People seeing her in a sort of trance began to point and speak of Witch Nurse’s looking so at peace. Hearing this going around, the chief accusing children began to call it not peace but an attempt to contact an army of witches to descend upon them all.

Rebecca heard none of this; she was beyond it, above it. The idea that she was in God’s hands and would soon be in God’s house controlled her entirely now, and it was in this frame of mind that she remained calm and in an attitude of acceptance and prayer, which many in the crowd both recognized and understood. Among these the entire contingent from her large, extended family—many of whom, Serena and Jeremy among them, felt a sense of overwhelming pride in her and peace for her, as if they together all sent up a shared prayer and each word was the same.

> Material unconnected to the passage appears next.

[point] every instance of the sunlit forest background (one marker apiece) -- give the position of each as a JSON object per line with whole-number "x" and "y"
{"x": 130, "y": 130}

Whereas Goode, and to a lesser degree the other women condemned to die this day, presented a picture of hatred and rancor as they engaged the crowd, cursing at them all as if dealing with a single rabid animal they must destroy if by no other words than a dying woman’s curse, Rebecca conveyed as gentle a nature as a lamb led to slaughter but without the innocence; rather in her eye was a knowing look when she did chose to scan the crowd—a look that said, “Forgive them, Father, for they know not what they do.” It was an attitude she’d preached to the others in the cell with her this entire time, and she had given hope and faith beyond the gallows to any number of her converts behind bars, and in fact, she had even converted her jailer, Weed Gatter—or so it was being bandied about. In fact, those who shared the cart to the gallows with her had all taken her teachings as Rebecca, no matter her excommunication and condemnation before the authorities and her accusers remained a teacher of the Good Book. And the only soul that had not been touched by her and converted to the faith that kept Rebecca strong in the face of this horror tale remained Sarah Goode.

The others in the cart now bowed their heads and began to pray with Mother Nurse. They prayed now for a speedy end.